According to Renteria, when the grounds workers realized that the coffin was too big for the crypt, they shoved it in anyway damaging the coffin. Renteria said that the family paid approximately $5000 for the casket.

The coffin was too small for the vault because the Tulare Cemetery District had ordered the wrong one.

When Renteria informed Correia what had happened he said that Correia got angry. But she didn’t get angry about the damage to his father’s casket, but rather that Renteria’s family was present during the interment.

Cemetery policy states that attendees must leave the area before the decedent is buried.

When Rentria complained again about how his family was treated, Correia offered to dig his father up and pay for the damage to his coffin upon inspection.

Renteria’s family declined her offer.

Instead the family was reimbursed the $32 difference in burial costs between the larger vault and the smaller one that the cemetery mistakenly ordered.

The district refunded $3000 in July to another family whose mother was buried in the wrong plot.

More Public Comment

Elaine Hollingsworth, founder of Caring Cause, read a statement during public comment. She said that her mission used to be to clean up the cemetery but now that is happening. Her new mission is to help the new board move forward.

Hollingsworth has also filed a Grand Jury report against the former district trustees, “because they have to be held accountable for their actions or lack thereof.”

She stated in the Grand Jury report that there has been a “Total neglect of cemeteries, lack of fiduciary duties by former Trustees: Patricia Colson, Phil Vandegrift, and Antonia (Toni) Chavez. Deplorable maintenance of grounds, sinking graves, dead lawn, chipped or broken grave markers, gophers, etc. Concerns also over internal operations and board meetings not being held in compliance with law.”

Another member of the public countered by saying that cemeteries such as Woodlake’s look a lot worse than the Tulare’s. “It may not be 100% but we look pretty good.”

Gene Chavez, Toni Chavez’ husband said, “We owe a thanks of gratitude to former board members Moor, Colson, Vandegrift, Lampe and my wife.” He then read a long list of their accomplishments.

He accused Gilson and Deal of intimidating the grounds workers and causing the former landscaping company to quit. He also accused them of violating the Brown Act, having closed-door meetings, and hiring a new landscaping company without a vote by the board.

He chastised Gilson for being critical of Ramos as he has 30 years experience at the cemetery and she only has 30 days.

Christine Silva then spoke out of frustration that she was attending the meeting “to address the cemetery’s condition not listen to all this in-fighting.”
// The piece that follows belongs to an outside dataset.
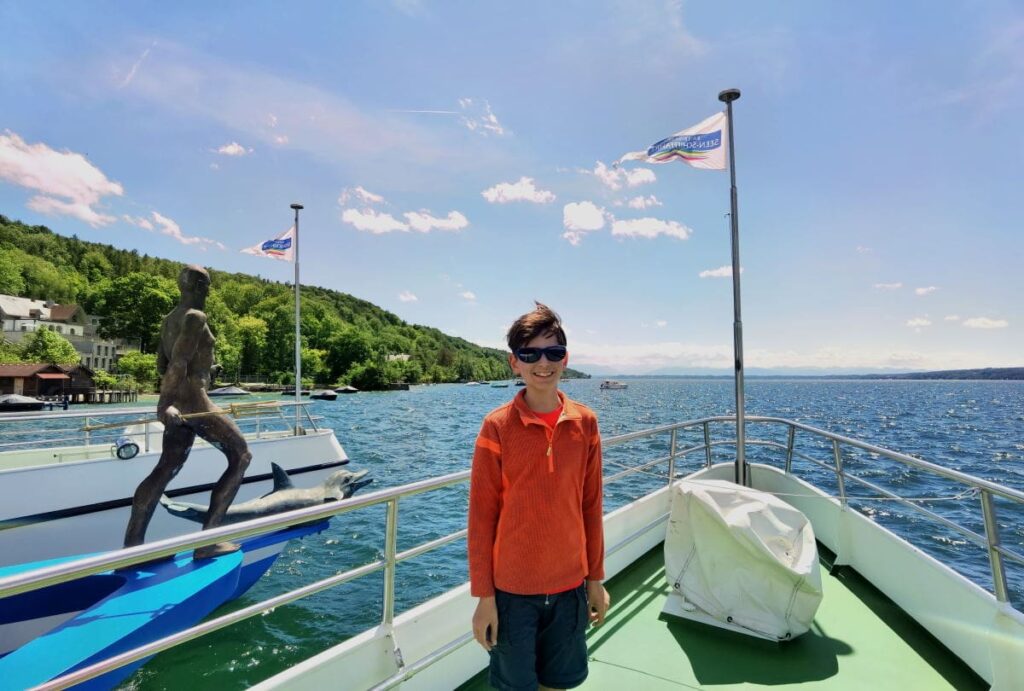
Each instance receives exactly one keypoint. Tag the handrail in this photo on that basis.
(391, 497)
Tulare Police Department Called

The Tulare Police Department was present during the meeting, causing concern from the public. Deal said that the police were there to keep the peace because “there have been incidences and that is all I can say.”

Deal was not at liberty to say what incidences occurred as to not interfere with the investigation.

The Agenda

After more than an hour Deal closed public comment and started on the agenda.
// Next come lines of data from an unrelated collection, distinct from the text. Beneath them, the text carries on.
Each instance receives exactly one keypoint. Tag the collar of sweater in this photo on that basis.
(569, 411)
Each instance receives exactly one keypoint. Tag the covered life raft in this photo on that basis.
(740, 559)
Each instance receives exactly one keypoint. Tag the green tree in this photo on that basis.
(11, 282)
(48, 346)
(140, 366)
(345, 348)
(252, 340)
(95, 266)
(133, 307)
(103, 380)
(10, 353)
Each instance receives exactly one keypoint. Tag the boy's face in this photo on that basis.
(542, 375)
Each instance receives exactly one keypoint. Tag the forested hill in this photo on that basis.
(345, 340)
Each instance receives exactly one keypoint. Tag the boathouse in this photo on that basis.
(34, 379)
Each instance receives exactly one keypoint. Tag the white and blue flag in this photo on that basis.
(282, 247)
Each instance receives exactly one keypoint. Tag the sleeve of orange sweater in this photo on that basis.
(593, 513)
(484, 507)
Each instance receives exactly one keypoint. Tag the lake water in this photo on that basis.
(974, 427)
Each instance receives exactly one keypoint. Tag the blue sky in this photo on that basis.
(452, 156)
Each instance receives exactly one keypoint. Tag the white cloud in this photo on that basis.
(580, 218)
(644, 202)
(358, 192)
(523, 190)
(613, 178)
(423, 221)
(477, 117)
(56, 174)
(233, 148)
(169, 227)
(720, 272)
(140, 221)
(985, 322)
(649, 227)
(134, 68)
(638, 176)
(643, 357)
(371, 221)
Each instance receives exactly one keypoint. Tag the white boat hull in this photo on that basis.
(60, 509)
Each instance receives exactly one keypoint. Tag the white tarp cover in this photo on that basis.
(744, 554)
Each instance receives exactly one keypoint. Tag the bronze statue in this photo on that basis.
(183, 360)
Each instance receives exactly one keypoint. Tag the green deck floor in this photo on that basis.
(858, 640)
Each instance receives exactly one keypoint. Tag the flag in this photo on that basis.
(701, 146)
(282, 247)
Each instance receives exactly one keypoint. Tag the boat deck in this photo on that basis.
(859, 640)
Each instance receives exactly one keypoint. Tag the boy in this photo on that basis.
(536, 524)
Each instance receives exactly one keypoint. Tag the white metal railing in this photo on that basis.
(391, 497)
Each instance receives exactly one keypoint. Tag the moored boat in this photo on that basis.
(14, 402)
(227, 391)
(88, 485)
Many of the items such as approving the last meeting’s minutes, the grounds report, bids from cell phone companies, and a financial report were tabled until the next meeting.

As for the financial report, it was decided to order a forensic audit on the books because the current board has found many discrepancies. Gilson then dispelled rumors that the district was bankrupt and assured the public that all employees would be paid.
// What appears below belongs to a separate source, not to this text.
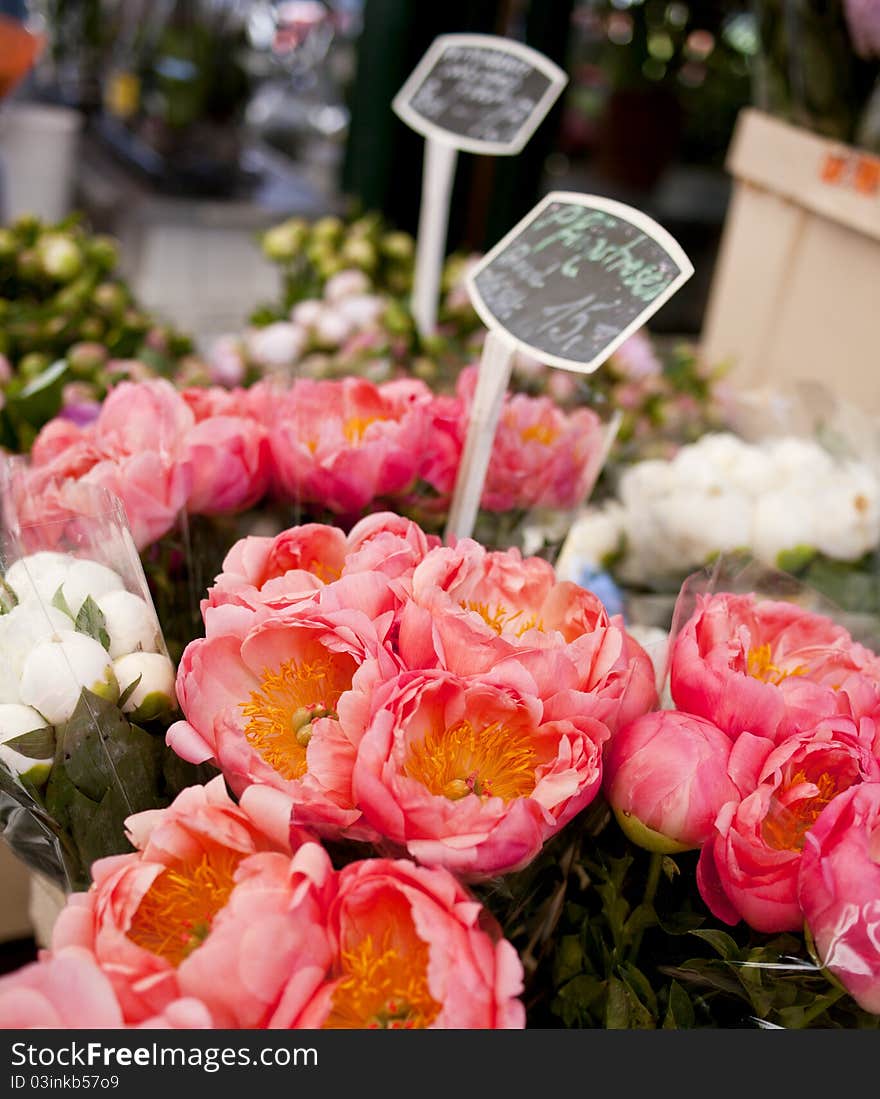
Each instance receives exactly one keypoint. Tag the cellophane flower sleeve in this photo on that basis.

The board elected Deal as the Chair and Aguilar as the Vice Chair.

The board then ratified the hiring of a new landscaping company. The company will be providing a crew of four people five days a week to landscape, apply herbicide, and perform other duties. Gilson said that the former grounds maintenance company only did the “mow, blow and glow” twice a week for $15,000 a month.

The new company is $19,300 a month, but according to Gilson, provides a much wider scope of services.

Aguilar said that he was working on getting by-laws for the board and an employee handbook for the employees to give the district continuity.

The next regular Tulare Public Cemetery District Board meeting is Wednesday, October 18 at the district office on Kern Avenue at 9am.